1. ## polynomial

hi, i really wanna ask a question is there any easier way to factor this polynomial 6x^4 + x^3 - 8x ^2 -x + 2 ,
and i have one more question, when do use the integral zero theorm P (b)=0and the factor theorm P ( b/a ) = 0. i just wanna know the difference , and when to use which. thanks

2. Originally Posted by lickman
hi, i really wanna ask a question is there any easier way to factor this polynomial 6x^4 + x^3 - 8x ^2 -x + 2 ,
and i have one more question, when do use the integral zero theorm P (b)=0and the factor theorm P ( b/a ) = 0. i just wanna know the difference , and when to use which. thanks
$
f(x) = 6x^4+x^3-8x^2-x+2$

If you put x=1 and x=-1 in the function , it becomes 0. so the factors (x-1) and (x+1) are the factors of f(x).

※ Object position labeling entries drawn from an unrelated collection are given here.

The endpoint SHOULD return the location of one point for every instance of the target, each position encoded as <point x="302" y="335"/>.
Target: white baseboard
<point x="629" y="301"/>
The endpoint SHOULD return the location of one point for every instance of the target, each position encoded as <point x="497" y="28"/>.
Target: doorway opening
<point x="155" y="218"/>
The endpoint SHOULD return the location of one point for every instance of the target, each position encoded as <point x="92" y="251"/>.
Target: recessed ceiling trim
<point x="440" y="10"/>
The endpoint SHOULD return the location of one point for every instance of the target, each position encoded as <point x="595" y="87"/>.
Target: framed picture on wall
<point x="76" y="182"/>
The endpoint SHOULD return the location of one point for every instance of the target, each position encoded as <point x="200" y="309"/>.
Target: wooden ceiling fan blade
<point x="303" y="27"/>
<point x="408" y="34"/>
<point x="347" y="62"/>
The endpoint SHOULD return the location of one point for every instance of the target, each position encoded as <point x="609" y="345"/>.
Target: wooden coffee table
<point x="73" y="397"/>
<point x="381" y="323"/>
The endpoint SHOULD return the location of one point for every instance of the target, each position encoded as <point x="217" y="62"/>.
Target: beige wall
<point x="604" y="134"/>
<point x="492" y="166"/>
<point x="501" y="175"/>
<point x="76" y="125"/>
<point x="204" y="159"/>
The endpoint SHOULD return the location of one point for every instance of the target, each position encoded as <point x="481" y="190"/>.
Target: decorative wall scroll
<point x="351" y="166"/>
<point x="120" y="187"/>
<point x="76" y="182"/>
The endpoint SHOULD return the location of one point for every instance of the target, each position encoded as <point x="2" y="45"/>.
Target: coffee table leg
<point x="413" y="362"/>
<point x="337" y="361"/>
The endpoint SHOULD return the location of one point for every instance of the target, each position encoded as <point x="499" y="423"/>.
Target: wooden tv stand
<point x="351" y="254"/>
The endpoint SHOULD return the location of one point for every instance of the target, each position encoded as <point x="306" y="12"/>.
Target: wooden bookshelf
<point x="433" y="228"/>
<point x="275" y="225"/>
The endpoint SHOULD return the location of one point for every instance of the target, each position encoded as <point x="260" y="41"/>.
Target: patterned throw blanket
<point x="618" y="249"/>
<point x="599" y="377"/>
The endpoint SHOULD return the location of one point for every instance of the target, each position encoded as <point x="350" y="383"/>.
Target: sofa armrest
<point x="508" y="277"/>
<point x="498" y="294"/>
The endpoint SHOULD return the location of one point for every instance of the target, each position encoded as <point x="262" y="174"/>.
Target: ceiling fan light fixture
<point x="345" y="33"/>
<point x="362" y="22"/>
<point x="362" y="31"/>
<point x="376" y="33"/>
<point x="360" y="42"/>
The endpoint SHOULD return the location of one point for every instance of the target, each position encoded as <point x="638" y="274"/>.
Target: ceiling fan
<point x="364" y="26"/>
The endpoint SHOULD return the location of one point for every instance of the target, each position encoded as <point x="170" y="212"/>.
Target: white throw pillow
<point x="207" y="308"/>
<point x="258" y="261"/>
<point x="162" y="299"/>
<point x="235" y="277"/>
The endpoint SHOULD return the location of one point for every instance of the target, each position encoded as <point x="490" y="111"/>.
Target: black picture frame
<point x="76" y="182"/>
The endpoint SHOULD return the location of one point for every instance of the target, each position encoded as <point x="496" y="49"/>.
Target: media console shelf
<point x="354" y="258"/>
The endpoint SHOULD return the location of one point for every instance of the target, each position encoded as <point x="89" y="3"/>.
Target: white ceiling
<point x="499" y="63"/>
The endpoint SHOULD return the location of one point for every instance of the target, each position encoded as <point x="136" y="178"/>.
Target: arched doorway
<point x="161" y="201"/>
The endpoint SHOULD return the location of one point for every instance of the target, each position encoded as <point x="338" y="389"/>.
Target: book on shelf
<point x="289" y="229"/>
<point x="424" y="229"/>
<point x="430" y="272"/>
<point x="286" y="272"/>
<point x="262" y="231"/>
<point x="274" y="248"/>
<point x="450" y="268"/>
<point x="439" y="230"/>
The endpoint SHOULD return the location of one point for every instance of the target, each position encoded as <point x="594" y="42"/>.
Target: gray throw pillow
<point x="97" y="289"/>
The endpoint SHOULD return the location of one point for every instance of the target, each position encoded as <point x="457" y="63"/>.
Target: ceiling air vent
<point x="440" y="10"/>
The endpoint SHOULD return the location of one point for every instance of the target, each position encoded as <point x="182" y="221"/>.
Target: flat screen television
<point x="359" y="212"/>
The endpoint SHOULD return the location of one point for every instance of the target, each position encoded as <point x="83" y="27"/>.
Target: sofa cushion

Now divide f(x) with the product $=(x-1)(x+1) = x^2 - 1$, we get a quadratic,

$6x^2+x-2$

$6x^2+x-2= (2x-1)(3x+2)$

so, factors are

$f(x) = 6x^4+x^3-8x^2-x+2=(x-1)(x+1)(2x-1)(3x+2)$

3. thanks alot, dividng is such a long procedure, lol. i have one more question about the P(B) = 0 and P(B/A) = 0, when do u include a and when do u only use B ? i often get confuse on trying to find the root with those

4. Originally Posted by lickman
thanks alot, dividng is such a long procedure, lol. i have one more question about the P(B) = 0 and P(B/A) = 0, when do u include a and when do u only use B ? i often get confuse on trying to find the root with those
There might be times when substituting integer values into the polynomial won't give 0 as a result. If this is the case (and you can probably tell by the constant term, if it's a fraction) then you might need to substitute fractions.